Tag Archives: preserving your imagination

FERS & CSRS Disability Retirement Law: The Carousels of Summer

The mounts littered throughout the roundabout can be diverse and captivating; in the swirl of the rotating platform, the child in us wants to sit upon every creature, from unicorns to zebras, the traditional horse and the mythological creatures of one’s limitless imagination.

As we grow older, we come to realize that the spinning sensation itself remains static; the difference between climbing into the bosom of one creature as opposed to another, is indistinct and ultimately irrelevant; when one’s childlike imagination and excitement wrought in ignorance of the cruel world becomes extinguished, the fun of being naive and clueless is no longer an option.  Cynicism comes with maturity; the older we get, the less likely are we to allow ourselves to travel into the realm of the unreal.  Life tends to do that to us.

The road of hard knocks is littered with tales of turmoil and turbulence; storms come and go, and while the devastation left behind can be somewhat repaired, the psyche and soul of damaged people can rarely be glued back together, as fragile porcelain leaving behind fissures wide and gaping as the childlike wonderment we once knew.

Federal and Postal employees know the experiences of life:  the internal battles, the power struggles and the herd-like mentality of agencies and departments.  Then, when a medical condition hits, and the Federal or Postal employee is no longer the golden-boy of past cliques, one is cast aside like the child who is left outside of the teams picked in linear sequence, until the silence of being ignored becomes a reality as shame and embarrassment shouts in muted suffering.  Sometimes, the wisest move is to move on.

Filing for Federal Disability Retirement benefits through the U.S. Office of Personnel Management, whether the Federal or Postal employee is under FERS, CSRS or CSRS Offset, is the best and only option remaining.  To attempt to stay is like the biblical admonition of “kicking against the goads“; to walk away and do nothing is merely to spite one’s self; and so the Federal or Postal employee who has a medical condition, such that the medical condition prevents one from performing one or more of the essential elements of one’s positional duties, should always opt for the best remaining alternative.
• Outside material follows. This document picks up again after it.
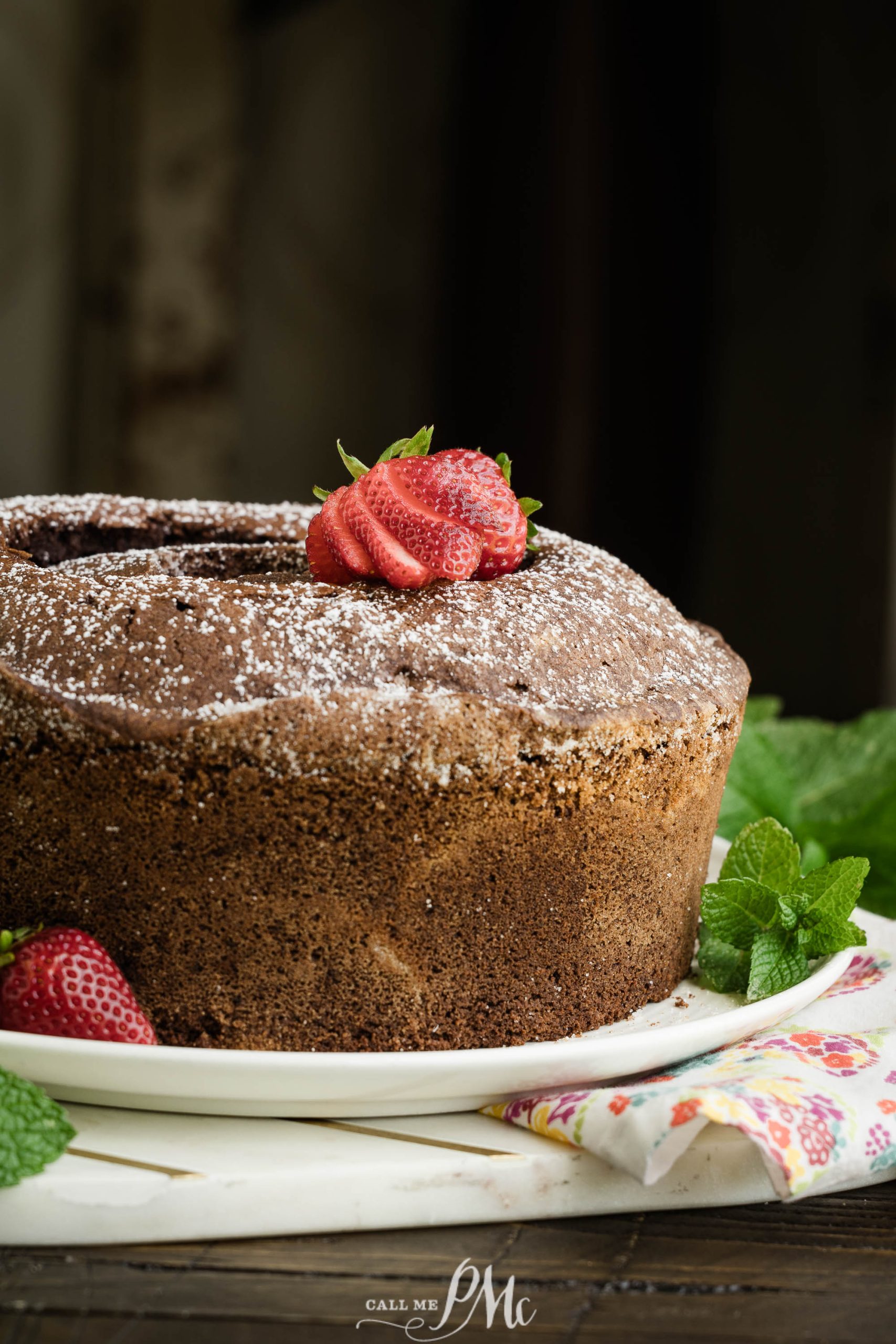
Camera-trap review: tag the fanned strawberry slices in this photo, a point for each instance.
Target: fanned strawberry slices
(413, 519)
To prepare, formulate and file for Federal Disability Retirement benefits through OPM is ultimately not an admission of defeat.  Rather, it is to enliven that imagination once grasped, but since forgotten; of the child who discovered that changing from the seat of a dragon on a carousel to the bosom of a resplendent unicorn makes all the difference not in the change itself, but within the comfort of the limitless imagination of one’s mind.

Sincerely,

Robert R. McGill, Esquire

 

The Jewel of One's Imagination

      We all reserve it; it is there in the collected recesses for our solitary solace, to be taken out in emergencies, in times of downtrodden moodiness or imposed, deafening thoughtfulness; when the technological busy-ness of the world implodes and stirs the angst of our essence.  It comes in different forms: “One day…”, “We can always…”, “If all else fails…”   It may be an abandoned hotel on the roadside where we vacation.  Or, perhaps it is an old penny, discolored and with the date faded, kept in a box under the bed.  A painting by an unknown artist, of unknown origin, and undated.  But those chains which we cannot see engulf us, and from the incessant warnings of naysayers of what we cannot do, as heavy burdens delimiting the universe of our imaginations, yet we perpetually leave behind the fine imprimatur of our youthful mind-flings.  For, were it not that we reserved a crumb of insanity, we would indeed find that our sanity was unbearable; and were it not that we asserted our sanity, but for the insanity of our imaginations.  But as time goes on, and old age and infirmity overwhelms us, the old abandoned hotel on the roadside decays into beetle dust and throngs of invisible termites.  One day the roof collapses.  The neon sign which flickered a hopeful glare in the reflection of the evening sun, now stands with rusted background.  The once grand ballroom has been flooded over time, and when the reality of devastation overwhelms even the imagination, then dreams die, imaginations fade, and the human soul withers. 

     “Harry, my dear, should we have that penny appraised?”

     “Never, my dear, for one day we may decide to sell it and retire into the sunset.”

     Poor Maybelle.  She had such a look of puzzlement.  “But we’re retired, now…”

     Harry gave a sly smile; a knowing look, a mischievous glint of youthful pleasure.  “Never in our hearts, my love…never in our hearts.”

     And so the penny must never pass beyond the test of imagination.  And that abandoned hotel on the roadside?  It is the fodder by which dreams are made of – to restore it one day, to bring it back to the days of ballroom dancing.  Should one ever approach a banker with a business plan?  Never!  Not if you want your dreams to be squashed, rattled, crumpled and discarded.

     And that painting hanging in the den – the one which has evoked curiosity, conversation, and child-like awe.  Perhaps it was Picasso; or the granddaughter of your good friend.  No matter; it is what dreams are made of.

     Let not the human soul wither.  Safeguard the jewel of one’s imagination.